Deathloop est donc une aventure à la carte, et libre à chacun de ne pas lâcher une proie avant de connaître chacun de ses faits et gestes, ou de multiplier les runs safe, histoire de faire grimper son arsenal et son personnage grâce aux breloques récoltées en cours de partie. L'interface multiplie certes les menus, mais prend soin de toujours garder le fil d'une piste pour chacun des huit Visionnaires : à tout moment, on peut choisir de changer son fusil d'épaule, et creuser un autre sillon. Les enquêtes d'abord rendues assez faciles grâce à des icônes très précises laisse heureusement place à un peu plus de réflexion dans la seconde partie de l'aventure : plutôt que de suivre bêtement le HUD, il faut alors faire preuve d'un peu (plus) de jugeotte, quitte à parfois tourner en rond avant de trouver un nouvel indice. Ah, et une de ces fichues batteries pour passer une porte. Si les amateurs d'immersion profiteront de l'ambiance et d'un background bien ficelé pour dévorer les documents écrits et sonores qui révèlent peu à peu ce qui se trame dans cette curieuse boucle, les plus pressés pourront compter sur l'interface, qui résume automatiquement les découvertes essentielles. Ce serait se couper de bien nombreux échanges savoureux.

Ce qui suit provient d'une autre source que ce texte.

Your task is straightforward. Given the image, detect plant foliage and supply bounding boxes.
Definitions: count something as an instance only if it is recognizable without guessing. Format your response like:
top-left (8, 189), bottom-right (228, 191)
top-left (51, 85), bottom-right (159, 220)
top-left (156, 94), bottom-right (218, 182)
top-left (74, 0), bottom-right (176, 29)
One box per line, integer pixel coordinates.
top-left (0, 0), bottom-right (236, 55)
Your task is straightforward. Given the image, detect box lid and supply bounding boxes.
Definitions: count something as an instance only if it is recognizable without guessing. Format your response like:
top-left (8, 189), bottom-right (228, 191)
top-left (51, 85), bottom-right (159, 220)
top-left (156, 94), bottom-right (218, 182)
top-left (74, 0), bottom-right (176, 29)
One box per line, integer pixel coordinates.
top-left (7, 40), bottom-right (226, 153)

Heureusement, Deathloop laisse parfois le choix dans la méthode, et s'il sera évidemment plaisant de comprendre en profondeur le cours des événements grâce aux plannings des Visionnaires, l'approche plus directe et sanglante fonctionne tout aussi bien une fois les emplois du temps coordonnés. En grand seigneur, Arkane récompense même le pif, puisque l'on pourra parfois tenter de briser certaines sécurités... et y arriver ! Après tout, la chance fait aussi partie du jeu, et il y a toujours plus d'une façon de se débarrasser de sa cible grâce aux combinaison ô combien variées d'armes et de capacités à équiper. Ainsi paré, les gunfights deviennent un jeu d'enfant, et les ennemis tombent comme des mouches, et l'aventure perd forcément un peu de sa singularité. En même temps, il fallait sans doute bien en passer par-là : à force d'être un peu partout comme à la maison, la redondance s'invite immanquablement, et l'on prend moins le temps de planifier minutieusement ses actions. Le residuum récolté en cours de partie permet d'ailleurs d'équiper toujours plus de buffs et autres fonctionnalité secondaires, et l'on finit malgré quelques errements dans les phases d'enquête libres à profiter de ce statut de protagoniste décidément bien informé. C'est qu'il va falloir être sacrément bien armé pour enfin mettre ce diabolique plan à exécution...

Plus on est de fous

"Eh, oh, il ne manquerait pas un truc là dans votre test ?" Rien ne vous échappe, pas vrai ? Effectivement, nous n'avons pas pris le temps d'aborder le mode multijoueur tout aussi singulier de Deathloop, et pour cause : changer de perspective en incarnant Julianna et partir en chasse du pauvre Colt avait tout pour plaire, mais la mise à jour tardive du jeu ne nous aura pas permis de trouver avant la publication de ce test un partenaire de jeu. En attendant de voir les joueurs rejoindre les serveurs de Bethesda, il nous faudra malheureusement reporter notre jugement sur cet aspect pourtant alléchant de l'aventure.